You know, the Greeks didn’t write obituaries. They only
asked one question after a man died: “Did he have
passion?” – Serendipity, the movie
Whether the Greeks wrote or didn’t write obituaries isn’t as important as the question.
Passion is a zeal, a fervor, a barely controllable emotion towards a subject or person.
Do you have that feeling for something? Art, writing, cooking, service…
a feeling that if you did not do this ‘thing,’ your spirit would dampen, keep you in regret, have you say ‘what if?’
For me, if I’m not writing, I’m not truly living.
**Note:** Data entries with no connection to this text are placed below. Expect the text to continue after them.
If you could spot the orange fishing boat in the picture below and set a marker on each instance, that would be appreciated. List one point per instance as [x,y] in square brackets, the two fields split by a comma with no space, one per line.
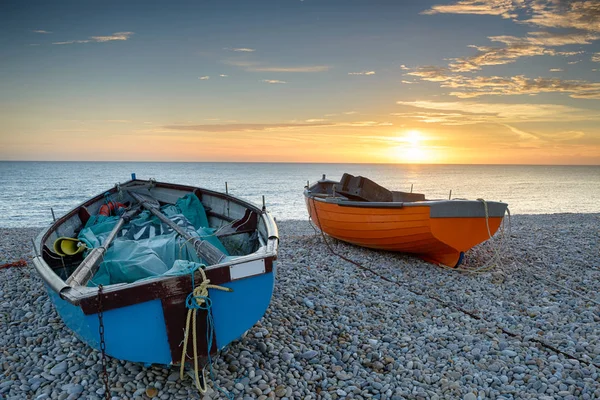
[359,211]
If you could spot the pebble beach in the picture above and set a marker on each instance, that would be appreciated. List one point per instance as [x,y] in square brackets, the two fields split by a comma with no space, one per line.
[527,326]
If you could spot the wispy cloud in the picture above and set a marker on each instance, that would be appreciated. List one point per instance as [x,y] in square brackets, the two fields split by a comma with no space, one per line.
[240,49]
[117,36]
[470,112]
[503,8]
[362,73]
[240,127]
[536,44]
[254,66]
[114,36]
[578,14]
[475,86]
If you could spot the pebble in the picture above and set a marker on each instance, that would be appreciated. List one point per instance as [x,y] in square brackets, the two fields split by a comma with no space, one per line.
[336,330]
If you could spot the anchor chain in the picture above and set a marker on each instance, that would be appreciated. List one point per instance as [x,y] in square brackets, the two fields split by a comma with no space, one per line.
[102,344]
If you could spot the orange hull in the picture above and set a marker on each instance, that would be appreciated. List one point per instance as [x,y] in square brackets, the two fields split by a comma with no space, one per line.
[408,229]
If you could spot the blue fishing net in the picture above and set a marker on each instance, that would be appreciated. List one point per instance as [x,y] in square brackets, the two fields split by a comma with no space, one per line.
[147,247]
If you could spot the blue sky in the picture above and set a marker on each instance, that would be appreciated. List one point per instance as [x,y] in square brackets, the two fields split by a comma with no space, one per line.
[499,81]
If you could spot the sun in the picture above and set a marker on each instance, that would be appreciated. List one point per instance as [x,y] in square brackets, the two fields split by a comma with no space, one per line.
[410,148]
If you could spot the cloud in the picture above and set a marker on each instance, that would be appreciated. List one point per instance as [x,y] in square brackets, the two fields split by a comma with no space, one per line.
[475,86]
[362,73]
[100,39]
[570,14]
[503,8]
[73,42]
[253,66]
[114,36]
[431,73]
[470,112]
[240,49]
[536,44]
[577,14]
[240,127]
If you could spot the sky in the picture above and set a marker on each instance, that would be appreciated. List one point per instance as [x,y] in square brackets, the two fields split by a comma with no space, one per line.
[351,81]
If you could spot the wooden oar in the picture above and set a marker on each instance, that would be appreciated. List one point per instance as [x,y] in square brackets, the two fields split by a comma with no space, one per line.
[89,266]
[204,249]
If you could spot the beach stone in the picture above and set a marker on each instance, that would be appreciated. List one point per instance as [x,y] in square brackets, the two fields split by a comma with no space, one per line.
[309,354]
[59,368]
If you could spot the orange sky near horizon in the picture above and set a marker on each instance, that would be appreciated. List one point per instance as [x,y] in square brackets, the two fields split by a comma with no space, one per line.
[433,82]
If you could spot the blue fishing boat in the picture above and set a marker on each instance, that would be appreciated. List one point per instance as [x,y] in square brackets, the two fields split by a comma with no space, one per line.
[160,273]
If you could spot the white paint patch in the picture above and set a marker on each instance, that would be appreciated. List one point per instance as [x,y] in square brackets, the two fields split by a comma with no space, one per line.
[251,268]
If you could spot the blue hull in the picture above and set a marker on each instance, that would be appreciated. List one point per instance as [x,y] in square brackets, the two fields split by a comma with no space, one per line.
[139,332]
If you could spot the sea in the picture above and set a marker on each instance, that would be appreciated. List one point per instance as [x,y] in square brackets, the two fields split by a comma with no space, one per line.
[30,191]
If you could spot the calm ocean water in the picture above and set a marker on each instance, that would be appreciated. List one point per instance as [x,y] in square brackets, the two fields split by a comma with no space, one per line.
[29,189]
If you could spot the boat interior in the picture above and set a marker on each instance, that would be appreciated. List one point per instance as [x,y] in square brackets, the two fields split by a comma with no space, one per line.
[234,227]
[359,188]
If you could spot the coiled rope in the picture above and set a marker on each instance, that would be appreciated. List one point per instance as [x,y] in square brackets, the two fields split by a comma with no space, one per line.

My body and spirit often feel like a container of thoughts, waiting for my hands to hold a pen or hover over a keyboard ready to dive in and release those thoughts into a journal or on a keyboard.
To not set free those thoughts, is to keep everything in a container until it’s in danger of imploding, or worse, create a slow burn from the inside out.
The word passion comes from the Latin verb patere meaning to suffer.
Sometimes we suffer when working towards that passion. We always suffer if we don’t even make the attempt.
I say this only to give an example of what can happen when not heeding your enthusiasm.
Sometimes we do this to ourselves. Other times we allow someone else, through their criticism, to reduce our conviction for a subject.
It’s not their fault, it’s up to you to fulfill your own dream. To crave it so much that you hear their words and work on your passion anyway.
Critics can either wrap your passion in words of doubt until your light goes out or you can decide to follow your dreams and see where they lead.
Your art, writing, cooking, ‘fill in the blank,’may not lead you to fame or fortune. You may need to work hard to fulfill your dream, and this might takes years…
but your family or friends could affirmingly answer the obituary question;
better, yet, you would know the answer before anyone wrote your obituary.